Advertising platforms are increasingly regulated indirectly, through the legal obligations imposed on the advertisers and services they support. Where products or services are age-restricted, advertising platforms are expected to ensure that ads are not delivered to children, and that children’s personal data is not used inappropriately.
This is no longer a purely contractual or ethical issue. In the UK, it is now a matter of online safety law, advertising regulation, and data protection.
“Some of the biggest risks to children arise on platforms that use data-driven systems to target content, advertising, and features. These risks include exposure to inappropriate material, unwanted contact, and design practices that encourage excessive use, with physical, emotional, psychological, and financial consequences.”
Stephen Bonner, Executive Director, Regulatory Futures and Innovation
Information Commissioner’s Office
How advertising platforms become regulated
Advertising platforms are rarely regulated in isolation. Instead, obligations arise where:
• Advertisers are legally prohibited from marketing to children
• Products or services may only be advertised to adults or predominantly adult audiences
• Advertising relies on profiling, targeting, or optimisation using personal data
• Platform design or defaults risk exposing children to restricted advertising
Common examples include gambling, alcohol, high-fat high-sugar foods, dating services, financial products, and adult services.
In these cases, platforms must be able to distinguish between adults and children with sufficient confidence to ensure compliance.
UK legal framework
Online Safety Act 2023
The Online Safety Act 2023 applies to online services that allow users to encounter content from others, including advertising content delivered algorithmically.
Where advertising forms part of a service likely to be accessed by children, platforms must:
• Assess the risk of harm to under-18s arising from advertising
• Prevent children from encountering harmful or age-restricted ads
• Use age assurance where necessary to apply protections effectively
This includes paid advertising, sponsored content, influencer marketing, and promoted posts delivered through platform systems.
The regulator, Ofcom, has powers to impose access restriction orders and fines of up to £18 million or 10% of qualifying worldwide revenue, whichever is higher.
Advertising standards: CAP and ASA
Under the UK advertising self-regulatory system, advertisers must not target or expose children to age-restricted advertising such as gambling or alcohol.
In practice, this places expectations on advertising platforms to provide and correctly apply:
• Age-targeting and exclusion tools
• Controls to prevent proxy targeting of children
• Placement safeguards to avoid child-appealing contexts
Failure by platforms to support compliance can result in advertiser sanctions, platform scrutiny, and referral to statutory regulators.

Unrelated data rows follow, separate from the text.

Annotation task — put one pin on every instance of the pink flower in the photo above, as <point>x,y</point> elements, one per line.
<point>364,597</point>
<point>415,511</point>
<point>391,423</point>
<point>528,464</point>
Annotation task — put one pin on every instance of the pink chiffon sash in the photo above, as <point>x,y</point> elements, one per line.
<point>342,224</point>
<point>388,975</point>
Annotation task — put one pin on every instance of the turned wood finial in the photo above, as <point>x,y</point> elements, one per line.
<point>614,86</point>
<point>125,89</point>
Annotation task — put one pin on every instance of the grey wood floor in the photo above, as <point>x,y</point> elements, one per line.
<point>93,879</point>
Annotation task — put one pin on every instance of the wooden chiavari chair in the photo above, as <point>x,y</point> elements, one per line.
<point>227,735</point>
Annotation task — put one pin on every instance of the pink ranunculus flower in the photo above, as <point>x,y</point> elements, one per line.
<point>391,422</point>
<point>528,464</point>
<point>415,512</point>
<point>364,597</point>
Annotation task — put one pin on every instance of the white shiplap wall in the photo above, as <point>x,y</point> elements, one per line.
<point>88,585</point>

UK GDPR and children’s data
Advertising platforms processing personal data are subject to UK GDPR. Children’s data attracts enhanced protection.
Key points include:
• Personal data includes IP addresses, device identifiers, and behavioural signals
• Profiling and targeted advertising involving children is high-risk processing
• Where consent is relied upon, the UK digital age of consent is 13
Even where consent is not the lawful basis, platforms must be able to demonstrate that their data use is fair, proportionate, and in the best interests of children where they are present.
Enforcement and penalties
The ICO can issue enforcement notices and administrative fines of up to £17.5 million or 4% of global annual turnover, whichever is higher.
Age Appropriate Design Code
The Age Appropriate Design Code, also known as the Children’s Code, applies to advertising platforms where children are likely to be users.
It requires platforms to:
• Assess how ad targeting, optimisation, and nudging may affect children
• Avoid using children’s data in ways that undermine their wellbeing
• Apply age-appropriate defaults and safeguards
This applies regardless of whether the platform’s primary purpose is advertising.
What this means in practice
Advertising platforms serving the UK market should assume that children are present unless they have strong evidence to the contrary.
To comply with UK law, platforms may need to:
• Know whether an ad recipient is a child or an adult
• Apply different ad policies based on age
• Prevent delivery of restricted advertising to under-18s
• Limit or disable profiling where children are involved
The required level of assurance depends on the risk associated with the advertised product or service. Where advertising is prohibited or tightly restricted for children, self-declaration or weak signals are unlikely to be sufficient.
Given regulatory expectations and reputational risk, we generally recommend at least a standard level of age assurance for platforms serving age-restricted advertising.
PLEASE NOTE
This website does not constitute legal advice. You should always seek independent legal advice on compliance matters.